Se llamaban Pablo, Toni, Tula y Víctor.
Uno era un paciente que había visto hacía una semana para una revisión rutinaria, otro, nada más y nada menos que un compañero de los "de toda la vida" del hospital, la tercera la suegra de una amiga y el cuarto el padre de mi cuñada.
Todos fallecieron en menos de 48 horas y todos tenían nombre y apellidos. Y familia. Y ganas de vivir. Y sí, algunos eran "mayores" y, sí, todos tenían "comorbilidades" ¿Y?

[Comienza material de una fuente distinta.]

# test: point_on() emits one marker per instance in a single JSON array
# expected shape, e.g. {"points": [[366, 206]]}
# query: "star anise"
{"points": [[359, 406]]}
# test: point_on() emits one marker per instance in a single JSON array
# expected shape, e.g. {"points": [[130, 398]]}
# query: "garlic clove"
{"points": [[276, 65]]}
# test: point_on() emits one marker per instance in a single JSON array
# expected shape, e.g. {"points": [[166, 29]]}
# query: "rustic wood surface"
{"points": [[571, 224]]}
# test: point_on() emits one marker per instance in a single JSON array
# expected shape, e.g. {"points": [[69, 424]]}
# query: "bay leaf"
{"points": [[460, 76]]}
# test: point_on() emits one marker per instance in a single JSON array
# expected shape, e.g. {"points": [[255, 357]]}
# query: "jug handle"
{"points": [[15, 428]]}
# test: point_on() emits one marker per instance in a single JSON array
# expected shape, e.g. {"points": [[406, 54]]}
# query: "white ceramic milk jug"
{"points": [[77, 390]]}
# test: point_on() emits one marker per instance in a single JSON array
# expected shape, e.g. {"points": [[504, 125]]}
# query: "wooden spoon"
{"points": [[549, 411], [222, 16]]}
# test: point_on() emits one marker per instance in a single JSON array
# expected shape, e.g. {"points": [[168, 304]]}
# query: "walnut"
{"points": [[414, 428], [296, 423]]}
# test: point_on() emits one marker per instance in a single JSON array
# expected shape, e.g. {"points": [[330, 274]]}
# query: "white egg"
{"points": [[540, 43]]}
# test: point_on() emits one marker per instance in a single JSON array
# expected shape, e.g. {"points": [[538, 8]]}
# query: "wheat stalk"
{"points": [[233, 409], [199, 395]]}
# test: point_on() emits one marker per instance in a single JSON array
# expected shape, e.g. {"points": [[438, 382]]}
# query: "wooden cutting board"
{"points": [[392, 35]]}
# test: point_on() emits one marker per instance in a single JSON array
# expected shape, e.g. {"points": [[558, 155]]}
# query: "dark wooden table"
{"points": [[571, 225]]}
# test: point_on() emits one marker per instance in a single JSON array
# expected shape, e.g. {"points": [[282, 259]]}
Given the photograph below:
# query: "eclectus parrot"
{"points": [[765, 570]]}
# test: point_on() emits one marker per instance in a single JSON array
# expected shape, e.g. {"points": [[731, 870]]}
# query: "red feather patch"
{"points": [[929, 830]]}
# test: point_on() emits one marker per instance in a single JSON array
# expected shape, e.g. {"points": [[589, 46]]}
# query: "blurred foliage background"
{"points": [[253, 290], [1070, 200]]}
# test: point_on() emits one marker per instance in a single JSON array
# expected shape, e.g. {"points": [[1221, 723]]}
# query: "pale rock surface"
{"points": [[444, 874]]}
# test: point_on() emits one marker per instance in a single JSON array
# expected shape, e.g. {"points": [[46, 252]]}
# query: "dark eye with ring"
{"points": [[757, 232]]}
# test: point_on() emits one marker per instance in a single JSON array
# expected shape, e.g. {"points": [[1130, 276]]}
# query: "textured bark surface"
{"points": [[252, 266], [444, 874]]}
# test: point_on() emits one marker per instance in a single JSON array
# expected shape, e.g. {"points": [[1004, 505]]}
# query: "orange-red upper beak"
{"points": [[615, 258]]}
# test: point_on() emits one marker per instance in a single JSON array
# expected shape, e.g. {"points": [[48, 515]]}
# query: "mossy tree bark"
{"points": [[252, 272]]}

Desde hace años todas las tragedias nos pillan a medio camino entre el morbo y la frialdad de las estadísticas. La prensa puede caer fácilmente en el sadismo, como vimos por ejemplo con las niñas de Alcácer, o pasar de puntillas entre la desgracia colectiva a base de convertirlos en cifras. En este caso, en el punto medio está la virtud.
Acostumbrados como estamos a que la epidemia de coronavirus se cuente en decenas de miles de infectados y cientos de muertos diarios la frialdad de los números nos hace escapar del gran drama que vivimos. Y sí, los periódicos intentan compensar haciendo un esfuerzo por preparar reportajes en los que se pone rostro, nombre y apellidos a los fallecidos, con historias cotidianas y vidas parecidas a las nuestras o a las de nuestros allegados. Pero es difícil que esas elegías, por muy bien narradas que estén, nos conmuevan. No son de los nuestros.
A los médicos, que somos humanos, nos pasa algo parecido. A pesar de que siempre nos duele que un paciente fallezca, no es lo mismo que se muera una paciente que has visto cinco días en planta o un paciente que controlas en la consulta desde hace diez años. Y no es lo mismo que el muerto sea un desconocido o un compañero y amigo.
Desde el primer momento se ha intentado deshumanizar las crisis con dos conceptos: son viejos y/o con comorbilidades. Cómo si fueran vidas que no fueran dignas de ser prolongadas, casi como si fueran pacientes en muerte vegetal a los que solo hay que desconectar. Pues no, la mayoría eran personas razonablemente sanas, con sus años o su hipertensión. Pero nos resulta más fácil deshumanizarlos. Más fácil y más práctico: porque como yo tengo menos años y no tengo ninguna enfermedad, no me pasará a mi.
Sobre la edad dejo un artículo magistral, el "Viejos muertos de miedo" de Elvira lindo.
El concepto de comorbilidad les ha ido muy bien, pero no es lo mismo un paciente con cáncer en cuidados paliativos que ser hipertenso o tener sobrepeso. Cuando nos planteamos que muere un paciente con comorbilidades pensamos en pacientes con enfermedades crónicas, graves e incurables, con pronóstico de vida malo a corto-medio plazo, al que, si no fuera una infección por coronavirus hubiera sido una gripe la que, desgraciadamente, se lo hubiera llevado. Pero para las estadísticas, el que era hipertenso o al que le sobraban 5 kilos, también tenían comorbilidades.
Siempre que voy a un funeral intento fijarme mucho en el dolor de la familia porque me hacer recordar que, mi día a día es una lucha para que ese momento le llegue lo más tarde posible, no solo a mis pacientes, sino también a sus familiares, y que, cada vez que un paciente se va, aunque tenga noventa años, deja hijos y nietos que lo lloran.
Siempre que voy a un funeral intento fijarme mucho en el dolor de la familia porque me hacer recordar que, mi día a día es una lucha para que ese momento le llegue lo más tarde posible, no solo a mis pacientes, sino también a sus familiares, y que, cada vez que un paciente se va, aunque tenga noventa años, deja hijos y nietos que lo lloran.
Así que para mi los fallecidos por coronavirus, además de ser 14.555 a día de hoy, no pueden ser solo un número: son también los nombres de Toni, de Tula, de Pablo y de Víctor.
Y este es mi pequeño homenaje para Feixa (porque sí, lo llamábamos por el apellido, como en el cole) Te echaremos de menos.